Añadió algo de leña al fuego, le miré, yo esperaba su relato ansioso y él lo sabía.



-…Llegó una noche, como tú, se acercó hasta allí, señaló a unos cinco o seis metros con el dedo y se quedó quieto, mirando; estaba mojado, temblaba y tenía hambre. Llevaba la patita de delante…, la derecha, rota. Lo llamamos y vino arrastrando su barriguita con miedo hasta aquí, él lo secó con mi vieja bufanda, dijo señalando a su compañero le pusimos una rama atada a la pata, la tenía muy mal, destrozada; creo que lo atropelló un coche, si…, se la tuvimos que cortar, cuando se curó, él  dijo volviendo a dirigirse al más joven le hizo una  patita de madera y con un aparejo de cuero se la acoplamos al cuerpo, pronto se acostumbró a andar con ella. Lo conocimos de cachorro, cuando llegó sólo tendría dos o tres meses, alguien lo abandonó, o se perdió, desde entonces ni un solo minuto se separó de nosotros, ¡jamás! acentuó para hacerlo más creíble. Dormía entre mis piernas, nunca se fue cuando no había comida, cuando hablábamos, él escuchaba, si reíamos, reía y si llorábamos, él lloraba. Si, no éramos dos hombres y un perro, éramos tres amigos, tres buenos amigos.



Aquel puente de ojos se me estaba quedando pequeño, necesitaba más espacio para esconder mi corazón, porque el alma se expande, se va, vuela; pero el corazón se queda, y como hacer oídos sordos a sus latidos que te hablan cuando quieres escucharlos.



-¿Porqué Chito? pregunté curioso.

Una media sonrisa sin color, se dibujó debajo de su barba con una mal disimulada tristeza.
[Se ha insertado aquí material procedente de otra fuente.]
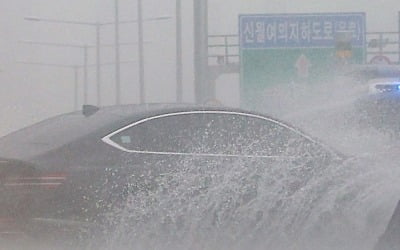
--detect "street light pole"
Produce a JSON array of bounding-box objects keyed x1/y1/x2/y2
[
  {"x1": 176, "y1": 0, "x2": 183, "y2": 103},
  {"x1": 137, "y1": 0, "x2": 145, "y2": 103},
  {"x1": 73, "y1": 66, "x2": 79, "y2": 111},
  {"x1": 115, "y1": 0, "x2": 121, "y2": 105},
  {"x1": 83, "y1": 44, "x2": 89, "y2": 105},
  {"x1": 96, "y1": 22, "x2": 102, "y2": 106}
]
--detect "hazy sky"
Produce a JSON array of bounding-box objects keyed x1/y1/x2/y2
[{"x1": 0, "y1": 0, "x2": 400, "y2": 135}]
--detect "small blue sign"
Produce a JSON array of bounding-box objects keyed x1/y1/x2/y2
[{"x1": 239, "y1": 13, "x2": 366, "y2": 49}]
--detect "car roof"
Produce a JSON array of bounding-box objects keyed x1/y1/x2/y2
[{"x1": 0, "y1": 103, "x2": 344, "y2": 159}]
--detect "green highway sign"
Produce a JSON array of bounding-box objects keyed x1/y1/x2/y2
[{"x1": 239, "y1": 13, "x2": 365, "y2": 106}]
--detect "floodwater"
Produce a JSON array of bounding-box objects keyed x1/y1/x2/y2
[{"x1": 5, "y1": 77, "x2": 400, "y2": 250}]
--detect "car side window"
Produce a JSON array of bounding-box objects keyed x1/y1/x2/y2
[{"x1": 111, "y1": 112, "x2": 328, "y2": 156}]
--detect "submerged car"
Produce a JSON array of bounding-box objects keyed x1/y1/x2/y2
[
  {"x1": 356, "y1": 77, "x2": 400, "y2": 135},
  {"x1": 0, "y1": 104, "x2": 343, "y2": 238}
]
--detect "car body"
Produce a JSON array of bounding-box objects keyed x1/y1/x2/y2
[
  {"x1": 0, "y1": 104, "x2": 342, "y2": 238},
  {"x1": 356, "y1": 77, "x2": 400, "y2": 134}
]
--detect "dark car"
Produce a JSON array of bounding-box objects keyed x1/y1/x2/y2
[{"x1": 0, "y1": 104, "x2": 342, "y2": 240}]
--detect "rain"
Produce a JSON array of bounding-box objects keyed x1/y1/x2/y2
[{"x1": 0, "y1": 0, "x2": 400, "y2": 250}]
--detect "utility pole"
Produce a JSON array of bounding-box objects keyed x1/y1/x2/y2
[
  {"x1": 193, "y1": 0, "x2": 211, "y2": 103},
  {"x1": 115, "y1": 0, "x2": 121, "y2": 105},
  {"x1": 176, "y1": 0, "x2": 183, "y2": 103},
  {"x1": 95, "y1": 23, "x2": 102, "y2": 106},
  {"x1": 137, "y1": 0, "x2": 145, "y2": 103}
]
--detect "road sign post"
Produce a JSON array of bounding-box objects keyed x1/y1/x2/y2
[{"x1": 239, "y1": 13, "x2": 365, "y2": 107}]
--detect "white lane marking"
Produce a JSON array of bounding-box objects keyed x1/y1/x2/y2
[{"x1": 4, "y1": 182, "x2": 62, "y2": 187}]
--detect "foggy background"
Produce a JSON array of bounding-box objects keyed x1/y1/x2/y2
[{"x1": 0, "y1": 0, "x2": 400, "y2": 135}]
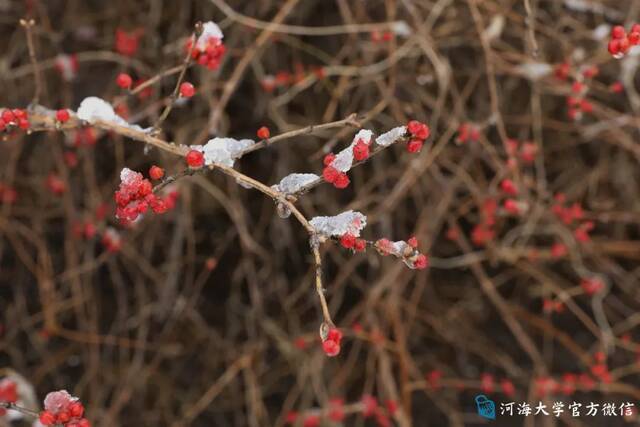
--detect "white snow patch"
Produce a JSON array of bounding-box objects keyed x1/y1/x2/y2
[
  {"x1": 120, "y1": 168, "x2": 142, "y2": 184},
  {"x1": 591, "y1": 24, "x2": 611, "y2": 41},
  {"x1": 190, "y1": 138, "x2": 255, "y2": 167},
  {"x1": 271, "y1": 173, "x2": 320, "y2": 194},
  {"x1": 352, "y1": 129, "x2": 373, "y2": 148},
  {"x1": 77, "y1": 96, "x2": 150, "y2": 132},
  {"x1": 196, "y1": 21, "x2": 224, "y2": 50},
  {"x1": 309, "y1": 210, "x2": 367, "y2": 237},
  {"x1": 330, "y1": 129, "x2": 373, "y2": 172},
  {"x1": 376, "y1": 126, "x2": 407, "y2": 147},
  {"x1": 331, "y1": 144, "x2": 353, "y2": 172}
]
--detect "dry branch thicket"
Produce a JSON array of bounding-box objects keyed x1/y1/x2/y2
[{"x1": 0, "y1": 0, "x2": 640, "y2": 426}]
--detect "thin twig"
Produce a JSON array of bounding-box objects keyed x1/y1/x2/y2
[
  {"x1": 0, "y1": 401, "x2": 40, "y2": 418},
  {"x1": 152, "y1": 22, "x2": 202, "y2": 134},
  {"x1": 20, "y1": 19, "x2": 42, "y2": 106}
]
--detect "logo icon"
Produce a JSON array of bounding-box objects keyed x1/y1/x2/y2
[{"x1": 476, "y1": 394, "x2": 496, "y2": 420}]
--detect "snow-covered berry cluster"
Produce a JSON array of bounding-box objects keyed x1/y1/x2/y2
[
  {"x1": 322, "y1": 328, "x2": 342, "y2": 357},
  {"x1": 607, "y1": 24, "x2": 640, "y2": 59},
  {"x1": 322, "y1": 153, "x2": 351, "y2": 189},
  {"x1": 0, "y1": 108, "x2": 30, "y2": 132},
  {"x1": 186, "y1": 21, "x2": 226, "y2": 70},
  {"x1": 374, "y1": 237, "x2": 429, "y2": 270},
  {"x1": 40, "y1": 390, "x2": 91, "y2": 427},
  {"x1": 115, "y1": 168, "x2": 176, "y2": 224}
]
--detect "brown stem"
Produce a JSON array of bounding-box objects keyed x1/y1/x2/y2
[{"x1": 20, "y1": 19, "x2": 42, "y2": 106}]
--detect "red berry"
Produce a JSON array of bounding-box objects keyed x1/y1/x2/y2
[
  {"x1": 322, "y1": 153, "x2": 336, "y2": 166},
  {"x1": 149, "y1": 165, "x2": 164, "y2": 180},
  {"x1": 40, "y1": 411, "x2": 56, "y2": 426},
  {"x1": 56, "y1": 110, "x2": 69, "y2": 123},
  {"x1": 327, "y1": 328, "x2": 342, "y2": 344},
  {"x1": 333, "y1": 173, "x2": 351, "y2": 189},
  {"x1": 180, "y1": 82, "x2": 196, "y2": 98},
  {"x1": 257, "y1": 126, "x2": 271, "y2": 139},
  {"x1": 116, "y1": 73, "x2": 133, "y2": 89},
  {"x1": 56, "y1": 411, "x2": 71, "y2": 424},
  {"x1": 322, "y1": 166, "x2": 341, "y2": 184},
  {"x1": 2, "y1": 110, "x2": 16, "y2": 124},
  {"x1": 611, "y1": 25, "x2": 627, "y2": 39},
  {"x1": 18, "y1": 119, "x2": 31, "y2": 130},
  {"x1": 504, "y1": 199, "x2": 520, "y2": 215},
  {"x1": 571, "y1": 82, "x2": 586, "y2": 95},
  {"x1": 407, "y1": 139, "x2": 423, "y2": 154},
  {"x1": 186, "y1": 150, "x2": 204, "y2": 168},
  {"x1": 322, "y1": 340, "x2": 340, "y2": 357},
  {"x1": 69, "y1": 402, "x2": 84, "y2": 418},
  {"x1": 413, "y1": 254, "x2": 429, "y2": 270},
  {"x1": 607, "y1": 39, "x2": 621, "y2": 57},
  {"x1": 407, "y1": 120, "x2": 430, "y2": 139}
]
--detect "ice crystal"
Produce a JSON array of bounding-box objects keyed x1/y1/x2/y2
[
  {"x1": 376, "y1": 126, "x2": 407, "y2": 147},
  {"x1": 309, "y1": 210, "x2": 367, "y2": 237}
]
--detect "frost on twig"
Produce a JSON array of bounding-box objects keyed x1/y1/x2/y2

-Jamás se quejó cuando le cortamos la pata, él sabía que tenía que ser así, nunca protestó por nada, no ladraba para no molestar al viento, ponía los ojitos pequeños cuando presentía nuestra tristeza, jugaba, saltaba, nos miraba y nosotros entendíamos lo que nos decía, “vosotros me tenéis a mí y yo os tengo a vosotros, ¿qué pasa, eh? Estamos juntos, no”.

-¿Decía eso?

-Sí… decía eso.                                            

-Y… ¿Dónde está Chito?

Los dos bajaron la cabeza y después de unos segundos de tenso silencio, el viejo miró hacia el estrellado cielo.

 -¡Se fue!

 -¿Se fue? Pregunté con extrañeza-.

-Sí, se fue, a él refiriéndose de nuevo a su parco compañero se le cayó mi bufanda al río, fue el viento, y Chito saltó a por ella. Fue, el invierno más frío de los últimos años, no…, no pudimos sacarlo del agua, se hundió. Hasta el último momento nos estuvo mirando. Chito no quería que su amigo perdiera la bufanda, murió por mí bufanda…, por esta bufanda dijo mostrándomela, la misma que le había servido para apartar el bote del fuego, entendí que aquel hombre moriría sin separarse de aquella vieja y roída prenda pero sé que hay un cielo y un dios para los perros continuó sé que Chito no está sólo. ¡Mira!, ves esa zona de estrellas, las que están más juntas.

-Si -contesté mirando hacia arriba-.

-¿Sabes qué son? no me dio tiempo a contestar a su pregunta ese es el jardín de Chito, y las estrellas son los agujeros que hace al andar con su patita de palo, los hace para que sepamos que él está ahí todas las noches con nosotros.

Se me estaba quedando pequeño el cielo de Paris; necesitaba aire, espacio abierto, necesitaba respirar en profundidad. Cuanta sabiduría, cuanta ingenuidad, cuanta ternura, cuanta humildad, cuanto calor es capaz de vivir debajo de un puente en pleno invierno.

Castillos, palacios, mansiones frías y vacías, caretas de hipocresía. No sé cuantas cosas acudieron en tropel a mi mente en tan solo unos segundos, quizás para contrarrestar la caída de las inminentes lágrimas al ver tanta grandeza en un espacio tan pequeño.

Me despedí de ellos en un respetuoso silencio, tan solo un emotivo apretón de manos habló por los tres. Les dejé allí con su Chito, con sus sueños; sin que me pidieran nada a cambio del tesoro de su amistad.

Hoy después de algunos años no he podido olvidar a los clochard, ni a Chito, ni tampoco el sabor de aquella patata hervida, fue..., sin lugar a ninguna duda, una de mis mejores cenas. Sólo después de algún tiempo pude comprender por qué siempre tiraban una patata al río. Ahora lo sé, era para Chito.